There’s always a next problem.
A few days ago, Subhash, our web app’s main programmer passed along his analysis of a question one of Margie’s customers had raised. He ended the analysis with a suggestion that we meet to discuss the implications. I read the message, filed it, thought about the implications a bit, re-read the note more carefully, and seconded the suggestion: We’d lost a transaction. I don’t see how we could have prevented it, and I cannot imagine an easily-implemented workaround. This is a little troubling.
A couple days after reading my response, Mel (my boss, and the implementation project’s manager) was wondering aloud whether we’d gotten to a bad place. I’ve not yet an informed opinion on that, but I spent much of yesterday researching the issue and the results are not encouraging. I figure I’m three or four days from being able to discuss it intelligently.

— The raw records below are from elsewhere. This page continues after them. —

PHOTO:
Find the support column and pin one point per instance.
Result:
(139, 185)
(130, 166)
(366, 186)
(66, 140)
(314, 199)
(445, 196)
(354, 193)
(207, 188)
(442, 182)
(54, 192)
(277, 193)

The app runs through this processing sequence at Checkout:
- User presses [Order Now].
- If this is a Credit Card transaction:
- The web app debits the card.
- The credit card agency acknowledges the billing.
- Account customers are approved earlier in the flow, and billed later.
- The app passes the transaction to the back end app.
- The back end acknowledges receipt of the transaction.
- The back end app processes the transaction.
- The back end app notifies the web app that the documents are available.
- If this is an account transaction, the customer’s account is billed.
- The web app retrieves the documents and stores them.
- The web app emails the user with a link to the appropriate URI.
- The user retrieves the documents from the web app’s Order History page.
The processing duration after the back end’s transaction acknowledgement is quite variable. We need to study this in better detail, but it clearly ranges between very few minutes and perhaps four hours. Better data on this issue is one of next week’s projects. I expect this to be outside the main discussion, though, as the ACK itself appears to be the issue.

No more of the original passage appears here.